2015/03/08    07:00

ドラッカーの「成果をあげる人間関係」

ドラッカーの「成果をあげる人間関係」について書いてみたいと思います。
 
人間関係は、夫婦、親子、友人、知人、恋人同士と実に様々です。良い人間関係の基準は千差万別ですが、仕事における良い人間関係とはどんなものでしょうか。
 
組織は目的と使命にもとづき成果を求めます。したがって仕事における良い人間関係は「成果」を生み出す関係であるとドラッカーは言います。では組織に所属する私たち一人一人は「成果」を生み出すために何を基準に行動すれば良いのでしょうか。  
 
それが「貢献」です。
 
貢献に焦点をあわせることによってのみ、成果をあげるうえで必要な以下の4つの基本条件を満たすことができるようになるとドラッカ-は指摘します。   
  1. コミュニケーション 
  2. チームワーク 
  3. 自己開発 
  4. 人材育成   
経営者が部下に「期待する貢献」を明確にしなければ、どんなに丁寧なコミュニケーションも成果は生まないし、どんなにチームワークが良くても、そのチームワークは成果を生まないとドラッカーは指摘しているのです。少々の失礼な言葉さえ、関係者全員に成果をもたらす人間関係ならば、それは良い人間関係であり、その人間関係は壊れないとも言っています。   
 
このことをドラッカーは、大規模医療機関を例にとって説明しています。   
 
病院では、看護師、栄養士、物理療法医、医療技師、薬剤師、病理学者、その他諸々の医療サービスに関する専門家が、ほとんど指揮や命令を受けずに、同一の患者を相手に働き成果をあげています。ここでは、医療技師が私と気が合うとか、良い先生だとかということは本質的に重要ではなく、その専門領域において必要な「貢献」ができる人であるのかどうかが重要であるわけです。それぞれの違った専門家(知識労働者)が、共通の目的と使命に「貢献」して「成果」をあげていることがわかります。
 
「自らの強み」を「組織の成果」に結びつけることが「貢献」である。
大変興味深いですね。
 
また、組織の各人が、期待する貢献を行っているのに成果があがらない場合は、その組織の目的と使命の定義が正しくないか、すでに陳腐化している可能性があります。
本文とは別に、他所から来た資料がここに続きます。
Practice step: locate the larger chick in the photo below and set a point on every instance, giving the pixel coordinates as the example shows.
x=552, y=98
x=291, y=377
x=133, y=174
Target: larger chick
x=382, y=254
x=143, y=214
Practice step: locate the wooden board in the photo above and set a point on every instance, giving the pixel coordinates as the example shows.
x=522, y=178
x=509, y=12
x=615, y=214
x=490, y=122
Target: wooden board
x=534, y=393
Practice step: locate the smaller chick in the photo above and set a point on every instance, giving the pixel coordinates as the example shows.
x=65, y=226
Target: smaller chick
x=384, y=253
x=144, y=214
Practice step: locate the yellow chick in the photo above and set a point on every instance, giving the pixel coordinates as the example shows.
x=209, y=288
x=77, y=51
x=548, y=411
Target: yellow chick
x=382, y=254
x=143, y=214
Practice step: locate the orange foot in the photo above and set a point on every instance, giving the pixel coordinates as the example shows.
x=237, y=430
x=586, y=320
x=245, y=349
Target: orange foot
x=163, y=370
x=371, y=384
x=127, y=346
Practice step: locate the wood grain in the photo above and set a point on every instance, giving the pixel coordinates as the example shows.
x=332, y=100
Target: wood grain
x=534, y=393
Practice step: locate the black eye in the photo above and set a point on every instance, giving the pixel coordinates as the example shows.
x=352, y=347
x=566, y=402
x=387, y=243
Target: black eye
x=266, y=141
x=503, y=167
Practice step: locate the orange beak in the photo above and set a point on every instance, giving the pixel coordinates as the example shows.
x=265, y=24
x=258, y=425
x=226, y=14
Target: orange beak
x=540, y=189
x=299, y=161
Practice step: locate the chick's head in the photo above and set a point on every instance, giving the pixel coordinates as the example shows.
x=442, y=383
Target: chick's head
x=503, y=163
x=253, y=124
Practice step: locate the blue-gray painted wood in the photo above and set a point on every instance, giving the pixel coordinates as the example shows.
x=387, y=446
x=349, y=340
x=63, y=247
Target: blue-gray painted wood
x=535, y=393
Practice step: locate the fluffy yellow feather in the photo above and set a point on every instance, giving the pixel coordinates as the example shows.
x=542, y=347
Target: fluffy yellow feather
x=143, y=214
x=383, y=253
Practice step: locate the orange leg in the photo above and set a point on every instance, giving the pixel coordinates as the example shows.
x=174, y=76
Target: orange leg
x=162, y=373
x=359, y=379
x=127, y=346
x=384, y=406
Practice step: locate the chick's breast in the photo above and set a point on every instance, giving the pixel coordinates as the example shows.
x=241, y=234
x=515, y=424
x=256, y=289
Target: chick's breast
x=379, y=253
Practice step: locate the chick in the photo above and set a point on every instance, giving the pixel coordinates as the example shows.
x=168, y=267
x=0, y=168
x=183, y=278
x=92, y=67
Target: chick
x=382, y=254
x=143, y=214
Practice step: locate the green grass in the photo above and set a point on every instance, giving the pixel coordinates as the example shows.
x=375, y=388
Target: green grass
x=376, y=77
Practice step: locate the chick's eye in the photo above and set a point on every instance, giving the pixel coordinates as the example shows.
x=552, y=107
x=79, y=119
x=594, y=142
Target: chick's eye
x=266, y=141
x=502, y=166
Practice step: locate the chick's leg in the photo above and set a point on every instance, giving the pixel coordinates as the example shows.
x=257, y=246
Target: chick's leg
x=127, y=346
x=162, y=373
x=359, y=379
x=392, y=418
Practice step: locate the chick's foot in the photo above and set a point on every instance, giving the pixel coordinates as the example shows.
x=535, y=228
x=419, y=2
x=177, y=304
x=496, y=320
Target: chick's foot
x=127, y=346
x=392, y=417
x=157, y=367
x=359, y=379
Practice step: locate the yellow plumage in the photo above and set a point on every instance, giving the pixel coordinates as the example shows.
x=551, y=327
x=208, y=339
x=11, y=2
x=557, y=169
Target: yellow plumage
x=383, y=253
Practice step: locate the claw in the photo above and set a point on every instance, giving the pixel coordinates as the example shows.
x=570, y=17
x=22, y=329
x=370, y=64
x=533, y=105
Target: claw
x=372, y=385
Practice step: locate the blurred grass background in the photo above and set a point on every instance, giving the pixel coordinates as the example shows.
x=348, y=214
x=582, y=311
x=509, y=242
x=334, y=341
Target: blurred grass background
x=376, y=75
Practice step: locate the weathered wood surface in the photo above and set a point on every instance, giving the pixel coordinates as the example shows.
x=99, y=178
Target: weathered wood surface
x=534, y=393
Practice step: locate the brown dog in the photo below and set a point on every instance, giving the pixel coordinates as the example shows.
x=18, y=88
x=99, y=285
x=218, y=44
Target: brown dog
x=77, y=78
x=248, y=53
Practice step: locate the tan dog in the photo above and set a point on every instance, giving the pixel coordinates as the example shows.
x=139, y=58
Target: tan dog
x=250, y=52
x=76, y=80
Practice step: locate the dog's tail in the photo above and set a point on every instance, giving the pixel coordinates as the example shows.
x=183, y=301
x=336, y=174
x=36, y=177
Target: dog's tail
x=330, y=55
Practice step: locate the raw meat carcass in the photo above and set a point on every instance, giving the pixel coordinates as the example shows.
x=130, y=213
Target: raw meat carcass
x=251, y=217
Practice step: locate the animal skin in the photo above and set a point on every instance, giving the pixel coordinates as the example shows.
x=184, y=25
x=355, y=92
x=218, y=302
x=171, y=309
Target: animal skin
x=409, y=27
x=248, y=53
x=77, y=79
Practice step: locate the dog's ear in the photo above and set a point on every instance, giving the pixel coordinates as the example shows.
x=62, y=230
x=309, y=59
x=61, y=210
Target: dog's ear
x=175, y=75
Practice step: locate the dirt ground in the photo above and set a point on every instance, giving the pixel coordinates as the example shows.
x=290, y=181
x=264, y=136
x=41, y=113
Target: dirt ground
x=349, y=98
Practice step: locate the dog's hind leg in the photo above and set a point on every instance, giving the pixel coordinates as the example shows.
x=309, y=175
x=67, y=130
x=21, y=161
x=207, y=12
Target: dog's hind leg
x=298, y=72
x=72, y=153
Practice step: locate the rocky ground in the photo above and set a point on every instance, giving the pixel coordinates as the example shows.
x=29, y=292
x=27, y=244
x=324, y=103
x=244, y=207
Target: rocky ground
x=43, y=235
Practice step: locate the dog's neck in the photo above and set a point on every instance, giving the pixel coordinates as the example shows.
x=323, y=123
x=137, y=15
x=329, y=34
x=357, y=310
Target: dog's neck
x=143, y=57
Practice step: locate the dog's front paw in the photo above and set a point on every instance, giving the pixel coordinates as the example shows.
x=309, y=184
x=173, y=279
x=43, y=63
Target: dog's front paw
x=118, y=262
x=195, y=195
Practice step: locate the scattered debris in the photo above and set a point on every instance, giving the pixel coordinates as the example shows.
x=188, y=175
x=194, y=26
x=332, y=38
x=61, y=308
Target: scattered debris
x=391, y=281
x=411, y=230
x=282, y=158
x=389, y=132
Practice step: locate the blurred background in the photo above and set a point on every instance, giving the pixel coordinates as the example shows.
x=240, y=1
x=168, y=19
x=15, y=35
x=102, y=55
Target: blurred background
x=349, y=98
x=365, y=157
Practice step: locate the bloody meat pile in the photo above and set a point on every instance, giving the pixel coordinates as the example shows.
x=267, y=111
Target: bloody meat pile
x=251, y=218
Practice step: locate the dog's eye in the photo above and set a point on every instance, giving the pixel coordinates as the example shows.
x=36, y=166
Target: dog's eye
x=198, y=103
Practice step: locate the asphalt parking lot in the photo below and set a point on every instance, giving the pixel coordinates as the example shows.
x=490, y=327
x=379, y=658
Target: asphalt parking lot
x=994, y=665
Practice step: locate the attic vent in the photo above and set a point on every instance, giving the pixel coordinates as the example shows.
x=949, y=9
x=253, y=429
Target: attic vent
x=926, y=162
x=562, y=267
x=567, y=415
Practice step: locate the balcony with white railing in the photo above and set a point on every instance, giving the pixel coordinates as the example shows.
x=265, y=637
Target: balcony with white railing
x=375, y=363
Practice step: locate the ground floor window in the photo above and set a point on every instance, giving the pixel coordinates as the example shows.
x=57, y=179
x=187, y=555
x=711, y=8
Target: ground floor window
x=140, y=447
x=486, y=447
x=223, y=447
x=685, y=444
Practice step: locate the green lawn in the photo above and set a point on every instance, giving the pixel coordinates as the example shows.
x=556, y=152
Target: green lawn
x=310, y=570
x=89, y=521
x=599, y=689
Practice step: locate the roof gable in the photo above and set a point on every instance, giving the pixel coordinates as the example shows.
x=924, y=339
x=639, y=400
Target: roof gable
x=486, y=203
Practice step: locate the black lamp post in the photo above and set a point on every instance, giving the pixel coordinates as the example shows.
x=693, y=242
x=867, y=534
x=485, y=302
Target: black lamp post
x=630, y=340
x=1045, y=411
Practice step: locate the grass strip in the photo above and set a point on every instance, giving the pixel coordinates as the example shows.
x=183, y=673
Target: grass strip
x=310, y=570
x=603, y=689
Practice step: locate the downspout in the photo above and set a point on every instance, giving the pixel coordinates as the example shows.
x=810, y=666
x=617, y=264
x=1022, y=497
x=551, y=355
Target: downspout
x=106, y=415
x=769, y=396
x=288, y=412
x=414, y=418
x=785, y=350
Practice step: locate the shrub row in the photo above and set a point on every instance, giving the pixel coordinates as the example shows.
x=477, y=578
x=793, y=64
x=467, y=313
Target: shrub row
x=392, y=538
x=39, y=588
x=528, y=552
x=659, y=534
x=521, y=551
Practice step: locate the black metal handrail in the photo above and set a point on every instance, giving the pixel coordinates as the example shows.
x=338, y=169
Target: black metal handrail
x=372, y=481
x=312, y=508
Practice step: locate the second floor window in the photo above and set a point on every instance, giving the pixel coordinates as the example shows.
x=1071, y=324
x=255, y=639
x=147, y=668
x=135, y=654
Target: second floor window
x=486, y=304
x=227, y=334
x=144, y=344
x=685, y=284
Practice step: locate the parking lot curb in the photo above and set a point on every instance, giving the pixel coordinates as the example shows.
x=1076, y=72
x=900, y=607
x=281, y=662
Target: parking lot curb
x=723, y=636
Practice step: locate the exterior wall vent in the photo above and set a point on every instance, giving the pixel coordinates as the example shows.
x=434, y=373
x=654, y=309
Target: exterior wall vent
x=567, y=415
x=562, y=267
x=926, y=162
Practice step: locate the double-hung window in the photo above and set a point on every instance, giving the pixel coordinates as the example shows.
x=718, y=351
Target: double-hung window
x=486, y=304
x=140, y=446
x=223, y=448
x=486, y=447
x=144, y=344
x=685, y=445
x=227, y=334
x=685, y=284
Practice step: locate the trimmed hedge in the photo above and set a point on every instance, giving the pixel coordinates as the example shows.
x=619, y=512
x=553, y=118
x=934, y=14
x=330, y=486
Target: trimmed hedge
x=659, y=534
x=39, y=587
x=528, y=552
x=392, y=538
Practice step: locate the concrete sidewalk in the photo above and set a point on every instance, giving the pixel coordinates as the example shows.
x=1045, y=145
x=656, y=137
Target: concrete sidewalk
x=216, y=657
その組織が成果と定義しているものが、顧客・市場にとってすでに価値のないものになっていることを点検する必要があるのです。   
 
これを打開する答えとして、ドラッカーは「顧客を知るのは顧客ただ一人」であると言っています。   
 
要するに「その答えは顧客本人に聞け」ということです。
顧客に聞き、しかる後に「われわれの事業は何か」、すなわち目的と使命について再定義すべきであると言っています。
 
「われわれの事業は何か」という、事業における最も大切な答えは「社内」にはなく、すべての答え、すべての成果は「社外」にあることを、ドラッカーは厳に戒めています。
 
もうひとつ、社内の人間が顧客よりも社内論理を優先し、社内論理にもとづき判断し行動している組織では、どんなに一生懸命に働いても成果がでないという努力逆転現象が起こります。このポイントも、成果が出ない原因を探る際の、ひとつのチェックになります。成果が出ないという事実がある場合、顧客を無視し社内論理が優先されている可能性が高いということです。 この場合も、どんなに成果をあげる人間関係を構築していても、残念ながら成果は出ないでしょう。
 
以下、関連するドラッカーの文章をご紹介いたします。

How to Build "Good Human relations"   
 
Executives in an organization do not have good human  relations because they have a "talent for people." They have good  human relations because they focus on contribution in their own work and in  their relationships with others. As a result, their relationships are productive-and this  is the only valid definition of "good human relations."
 
 
「よい人間関係」を築くために   
 
対人関係の能力をもつことによってよい人間関係がもてるわけではない。自らの仕事や他との関係において、貢献を重視することによってよい人間関係がもてる。そうして人間関係が生産的となる。生産的であることが「よい人間関係」の唯一の定義である。
 
 
Contribution is the Key to Effectiveness   
 
The focus on contribution is the key to effectiveness: in a man’s own work –
its content, its level, its standards, and its impacts; in his relations with others-  his superiors, his associates, his subordinates; in his use of the tools of the executive such as meetings or reports.
 
「The Effective Executive」
 
 
貢献こそが成果をあげる鍵
 
 貢献に成果を合わせることが、仕事の内容、水準、影響において、あるいは上司、同僚、部下との関係において、さらには会議や報告など日常の業務において成果をあげる鍵である。